For Mayor Greg Nickels and incoming Mayor Mike McGinn, Friday marks a changing of the guard at Seattle City Hall. Nickels leaves after eight years, which is expected in Seattle, and McGinn cycles in.
Cover your ears, negativists: Nickels should leave with his head high. He was a strong mayor with a sturdy grasp on the city.
He gets credit for pushing through Sound Transit light rail. Yes, it's ridiculously expensive but it creates a modern and necessary transportation alternative for a rapidly growing region. Our grandchildren will thank him years from now.
His fixation on completing light rail helped the project. Ridership should increase as our highways fill with 770,000 new residents statewide who moved here or were born here during the past decade.
Nickels deserves kudos also for leading the way on public safety, as overall crime dropped to historic lows during his term. Seattle's violent and property crimes edged up in 2009, but two years before that hit the lowest levels in four decades. That's saying something about Nickels and his former Police Chief Gil Kerlikowske, now President Obama's drug czar.
And Nickels wins plaudits for insisting there be a plan to replace the Alaskan Way Viaduct. Allowing that dangerous roadway to crash to the ground in an earthquake is the opposite of leadership. Take note, McGinn.
Nickels' sometimes overbearing tunnel vision aggravated a lot of people, but his success lies in the fact that a regionwide ditherfest turned into a plan. And it now has legislative support from both the city and state.
McGinn has other ideas about the tunnel and he may attempt to gut the plan, in part because it is so expensive.
Nickels, meanwhile, leaves office as a doer. As he said at a post-primary news conference, he became mayor to accomplish things, and sometimes that means staying in the job less time than desired.
Nickels clearly fell down on delivery of basic services in the seventh of his eight years, the blasted December 2008 snowstorm being Exhibit A. But I am ready — and I believe other Seattleites are, too — to stop being peeved about snow removal and salt, and the maddening lack of both. Over time, anger isn't productive.
McGinn comes in as a thousand question marks. He has sufficient public support to lead in a different direction. His election represents an anti-establishment theme in the city.
Yet aside from bicycles uber alles and more micro-process, I am not certain what his course will be.
McGinn, who was very accessible to the media during the campaign, employed an East German state media approach during the six weeks of transition. No one-on-one interviews unless he really likes you.
He did tell a group gathering of Seattle Times staff he believes his election represents a generational shift, and a move toward equal rights, the environment and urbanism. I think he has that right.
Voters did not support Nickels' beloved plastic-bag tax as a way of expressing their inner greenery, but they did back a Sierra Club leader for the city's top job.

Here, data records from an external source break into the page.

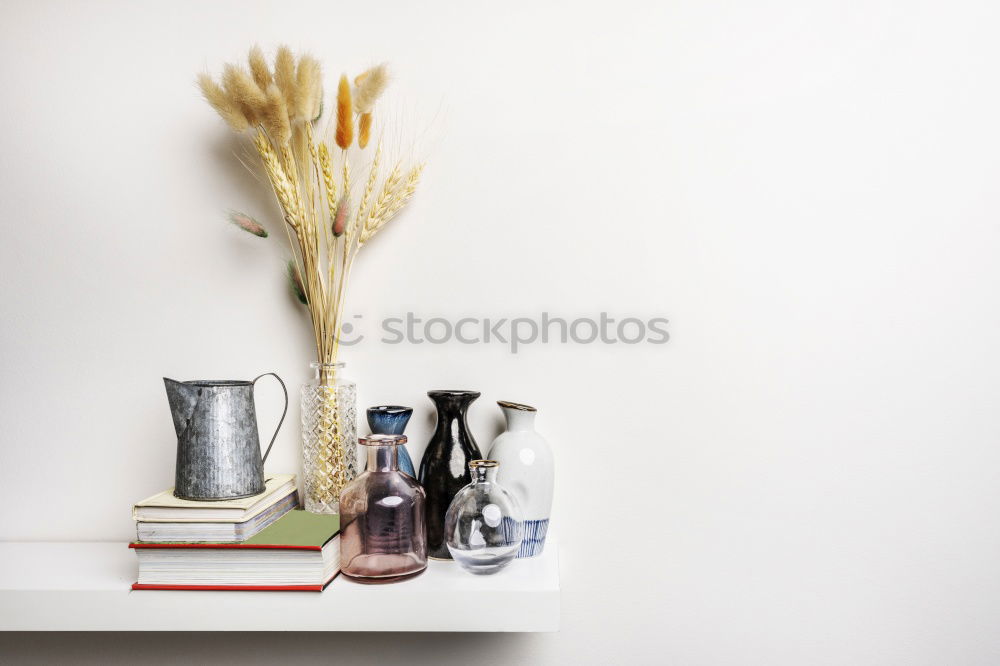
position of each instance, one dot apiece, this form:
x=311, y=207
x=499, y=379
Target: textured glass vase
x=383, y=532
x=329, y=434
x=483, y=526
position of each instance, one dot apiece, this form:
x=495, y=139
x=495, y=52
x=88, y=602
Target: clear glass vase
x=329, y=437
x=483, y=527
x=383, y=530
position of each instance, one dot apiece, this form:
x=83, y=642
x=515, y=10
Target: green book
x=299, y=551
x=298, y=528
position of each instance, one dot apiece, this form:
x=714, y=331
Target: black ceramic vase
x=444, y=469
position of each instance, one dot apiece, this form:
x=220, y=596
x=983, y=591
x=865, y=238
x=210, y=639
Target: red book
x=299, y=551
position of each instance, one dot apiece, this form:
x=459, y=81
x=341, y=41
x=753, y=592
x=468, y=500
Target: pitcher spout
x=183, y=398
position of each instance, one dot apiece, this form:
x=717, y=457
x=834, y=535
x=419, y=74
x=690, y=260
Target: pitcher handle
x=283, y=413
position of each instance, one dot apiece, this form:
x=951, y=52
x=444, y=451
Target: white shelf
x=85, y=587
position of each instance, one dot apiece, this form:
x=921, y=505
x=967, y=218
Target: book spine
x=255, y=546
x=245, y=588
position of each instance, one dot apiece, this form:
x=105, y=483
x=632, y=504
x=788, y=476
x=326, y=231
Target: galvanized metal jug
x=218, y=448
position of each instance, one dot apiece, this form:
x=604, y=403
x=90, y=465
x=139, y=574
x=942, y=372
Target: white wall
x=806, y=473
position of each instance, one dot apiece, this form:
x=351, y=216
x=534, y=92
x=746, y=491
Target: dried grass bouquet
x=327, y=217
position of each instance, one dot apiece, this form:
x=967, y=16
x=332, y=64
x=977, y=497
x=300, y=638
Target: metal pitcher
x=218, y=448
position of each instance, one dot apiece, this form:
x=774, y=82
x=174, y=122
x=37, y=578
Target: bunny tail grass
x=247, y=224
x=345, y=121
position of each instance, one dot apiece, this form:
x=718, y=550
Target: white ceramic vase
x=526, y=470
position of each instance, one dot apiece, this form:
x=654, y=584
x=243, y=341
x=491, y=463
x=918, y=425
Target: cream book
x=164, y=507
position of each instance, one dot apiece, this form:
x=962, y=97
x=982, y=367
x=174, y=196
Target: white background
x=806, y=474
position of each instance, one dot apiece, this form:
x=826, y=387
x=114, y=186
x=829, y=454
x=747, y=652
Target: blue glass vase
x=392, y=420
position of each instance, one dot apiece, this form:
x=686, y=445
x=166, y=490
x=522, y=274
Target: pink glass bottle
x=383, y=529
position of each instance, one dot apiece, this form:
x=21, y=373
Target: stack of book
x=255, y=543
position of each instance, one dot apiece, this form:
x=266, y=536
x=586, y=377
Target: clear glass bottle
x=329, y=433
x=382, y=517
x=483, y=527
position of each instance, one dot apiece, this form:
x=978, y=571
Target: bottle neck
x=519, y=419
x=327, y=374
x=484, y=474
x=382, y=458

McGinn's biggest decision in the months ahead will be hiring a strong police chief. This week, he appointed an impressive list of people to the search committee, including Anne Levinson, deputy mayor under Norm Rice, and King County Prosecutor Dan Satterberg.
Even with overall reductions in crime, a sense of menace pervades many downtown streets and neighborhood business districts. During the campaign, McGinn said he was skeptical of Councilmember Tim Burgess's plan to restrict aggressive panhandling, so the new mayor must offer his own plan to make city streets safer. An anxious city is waiting to hear more.
McGinn also now has to replace Grace Crunican as the city's transportation director.
But that's all in the future.
My thoughts on this New Year's Eve are about Nickels, who, with a few notable exceptions, led this city with dignity, sharp political skills, thick skin and professionalism.
It's not just end-of-an-era sentimentalism. Nickels served us well.